Thursday, October 3, 2013

"Not a game....Practice!" - Part II: Too Broke for FZD

      There are a lot of amazing production art schools out there. Places like Gnomon, Art Center and FZD are great places to go to and come out industry ready if you work hard enough. A lot of them take the approach that anybody can be an artist. It is a good sales pitch that doesn't alienate anybody's wallet, but it also happens to be true. It is about clearing your head of "I can't" thoughts and putting in the time to draw for hours on end. Lessons learned are strengthened, or sometimes, only fully understood after taking them on over and over again.

   Fellow artists and co-worker Max Hudetz decided to look into Feng Zhu School of Design in Singapore. He suggested I do the same. We then quickly realized the financial reality, that shit ain't happening. So after looking through CGMA, Gnomon, FZD and miscellaneous tutorials we decided to dissect there techniques and school ourselves. We live in the age where the internet provides countless resources. So we grabbed tutorials, dissected student work from said schools and included old fashioned practice techniques. Over the course of 4 non-consecutive weeks we  are going on life drawing outings with different focuses. Tackling areas we feel we need to be stronger one by one. Drawing with traditional materials and swapping techniques. We then assign ourselves digital homework along side tutorials to watch as well.

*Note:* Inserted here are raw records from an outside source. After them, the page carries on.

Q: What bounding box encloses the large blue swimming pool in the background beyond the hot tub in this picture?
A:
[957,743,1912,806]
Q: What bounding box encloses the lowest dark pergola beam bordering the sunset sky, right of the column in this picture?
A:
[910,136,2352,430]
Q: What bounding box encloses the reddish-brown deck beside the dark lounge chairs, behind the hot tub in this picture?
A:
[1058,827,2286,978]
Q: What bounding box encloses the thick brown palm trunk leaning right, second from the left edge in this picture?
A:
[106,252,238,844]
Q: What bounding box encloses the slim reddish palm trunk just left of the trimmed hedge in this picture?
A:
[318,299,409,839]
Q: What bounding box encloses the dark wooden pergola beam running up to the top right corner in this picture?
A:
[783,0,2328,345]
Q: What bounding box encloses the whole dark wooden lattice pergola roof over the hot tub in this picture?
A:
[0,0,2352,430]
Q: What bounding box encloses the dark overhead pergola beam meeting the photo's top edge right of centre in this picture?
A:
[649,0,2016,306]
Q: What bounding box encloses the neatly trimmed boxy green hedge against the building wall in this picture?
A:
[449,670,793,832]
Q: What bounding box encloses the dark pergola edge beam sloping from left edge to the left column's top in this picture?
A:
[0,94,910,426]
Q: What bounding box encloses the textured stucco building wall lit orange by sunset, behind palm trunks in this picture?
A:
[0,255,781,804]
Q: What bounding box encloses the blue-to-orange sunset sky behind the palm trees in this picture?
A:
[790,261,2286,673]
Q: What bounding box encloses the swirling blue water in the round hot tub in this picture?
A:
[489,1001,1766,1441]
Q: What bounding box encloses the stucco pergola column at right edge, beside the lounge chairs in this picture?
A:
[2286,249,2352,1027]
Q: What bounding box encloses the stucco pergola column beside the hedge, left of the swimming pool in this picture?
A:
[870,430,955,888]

      This post is my homework for Week 1. It is a form study sheet and additional form through color study. The approach for the Komodo study was inspired by an FZD assignment. The idea is to draw but do so with careful attention to form through the breakdown of simple shapes, so detail isn't the most important. I then reinforce the forms with lines across the mass. It also exercises changing details of reference to challenge yourself with using your imagination to fill gaps.

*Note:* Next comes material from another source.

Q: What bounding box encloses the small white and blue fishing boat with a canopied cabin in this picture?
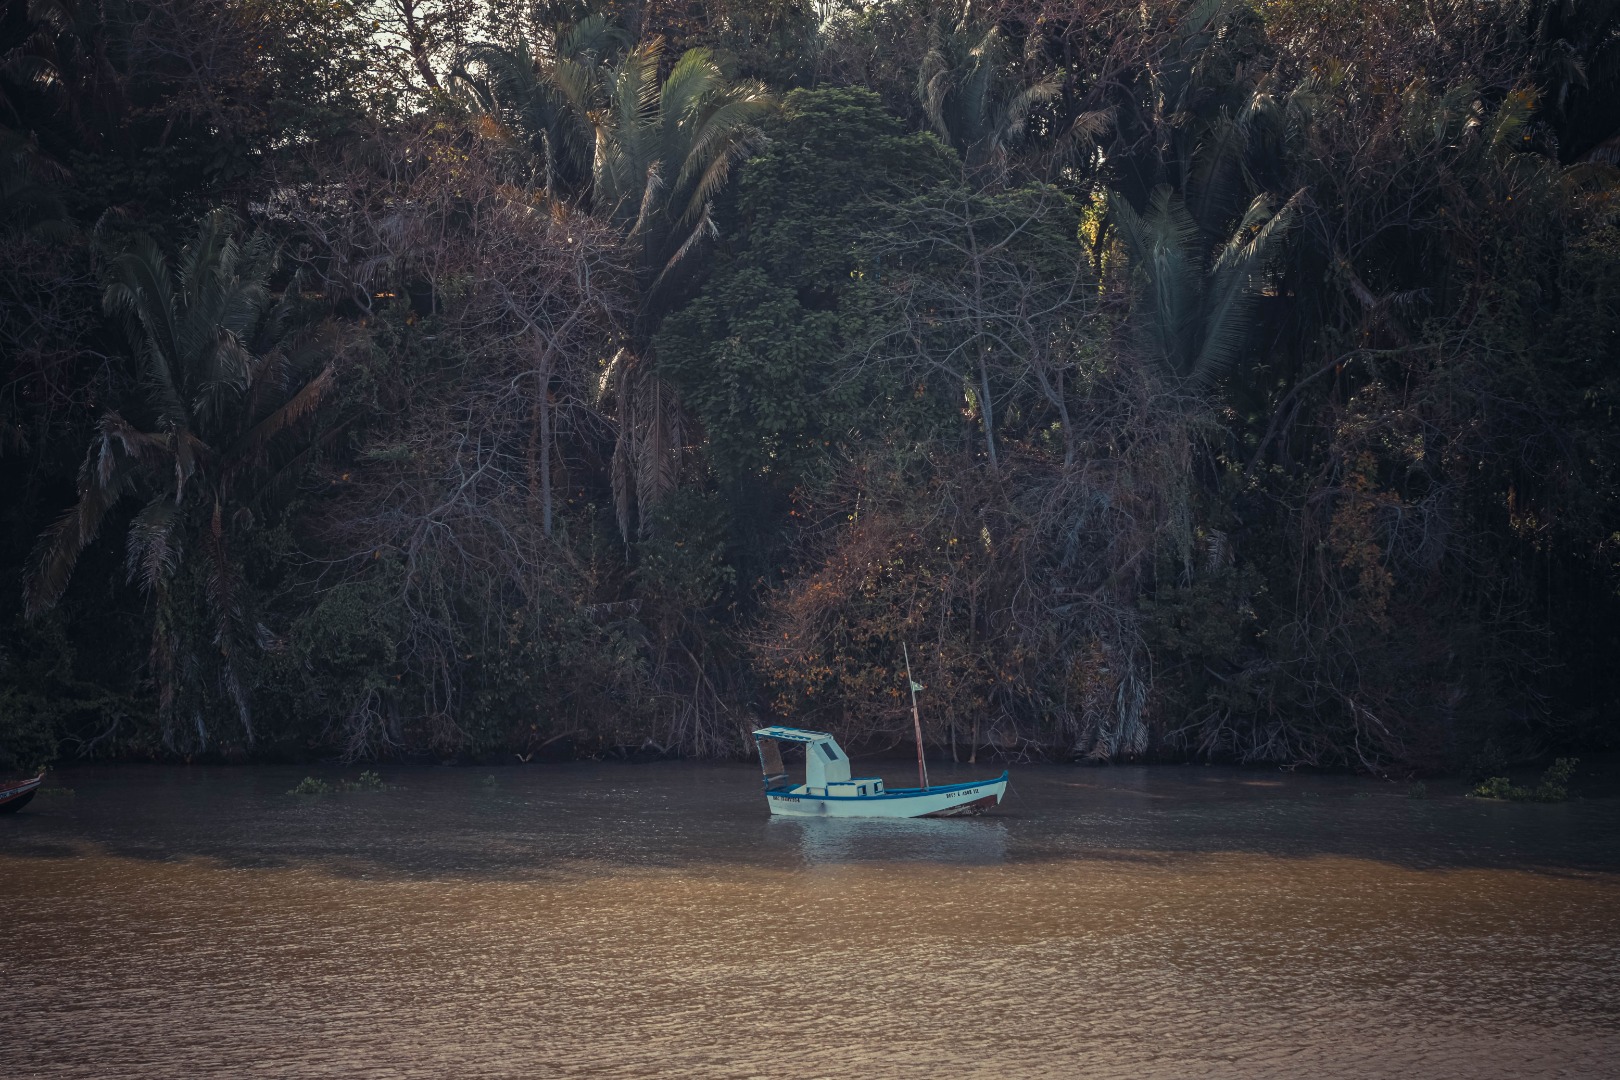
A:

(These studies exercise the ability to define perspective, breakdown complicated forms into their basic shapes and also develop presentation skills. In addition, you pick up great information that you might have overlooked that could be utilized in future imagined designs.)

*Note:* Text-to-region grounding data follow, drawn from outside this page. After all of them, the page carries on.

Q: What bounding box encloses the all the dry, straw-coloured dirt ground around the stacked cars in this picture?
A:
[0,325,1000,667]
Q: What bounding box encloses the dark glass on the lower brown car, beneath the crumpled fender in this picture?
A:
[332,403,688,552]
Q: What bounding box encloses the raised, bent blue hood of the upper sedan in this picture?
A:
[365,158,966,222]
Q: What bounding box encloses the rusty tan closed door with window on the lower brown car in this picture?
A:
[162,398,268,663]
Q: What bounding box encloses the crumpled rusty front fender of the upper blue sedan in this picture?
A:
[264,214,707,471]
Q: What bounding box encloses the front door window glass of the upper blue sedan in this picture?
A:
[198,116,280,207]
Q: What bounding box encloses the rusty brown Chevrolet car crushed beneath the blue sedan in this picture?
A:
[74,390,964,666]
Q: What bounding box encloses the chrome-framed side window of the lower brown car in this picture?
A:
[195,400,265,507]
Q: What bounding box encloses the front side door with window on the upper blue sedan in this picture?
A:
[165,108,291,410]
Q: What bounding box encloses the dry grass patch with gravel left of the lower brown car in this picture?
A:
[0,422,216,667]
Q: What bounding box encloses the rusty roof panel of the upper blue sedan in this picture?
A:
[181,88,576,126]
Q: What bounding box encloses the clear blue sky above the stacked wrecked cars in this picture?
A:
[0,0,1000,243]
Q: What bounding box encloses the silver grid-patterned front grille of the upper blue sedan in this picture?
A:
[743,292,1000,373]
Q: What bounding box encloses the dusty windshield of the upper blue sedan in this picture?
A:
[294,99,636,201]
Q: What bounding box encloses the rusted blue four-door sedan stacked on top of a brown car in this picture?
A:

       I have adapted a new approach, rather than start a sketch and follow it through one at a time, I now work on various drawings in layers. For this sheet I did very rough sketches of most of the different elements, giving each a good amount of time but still moving around more than usual. Once the rough sketches are all done I then progress them through a state of cleaner line work and so on. This keeps things fresh and reinforces the exercise of visualizing something in my head from multiple angles in 3D space. It promotes a better understanding while at the same time keeping my line work loose and fresh. It cuts down on any issues of tunnel vision or obsessing over a drawing.

(This was not only a color study but I also challenged myself to define perspective and form with out line work or defining grids. I dropped paint on the canvas and moved it around. Overall I feel good about it but there is some distortion in the perspective that was due to a bit of tunnel vision. I needed to take more frequent steps back to review.)

      For color studies are start simple, color picking the few defining colors in the image. I get as far I can with limited pallet, I then start introducing some one accent colors. However, I try to color pick as much from the colors mixed on the canvas before introducing new tones and hues. I made a point to find an image where I could move the composition around. The original image was a 1:1 resolution ratio. I changed it to a widescreen format and moved around some of the background elements while giving the colors a slight nudge in a bolder direction. This helps give the image some pop which distracts from the loose feel and even some of the errors.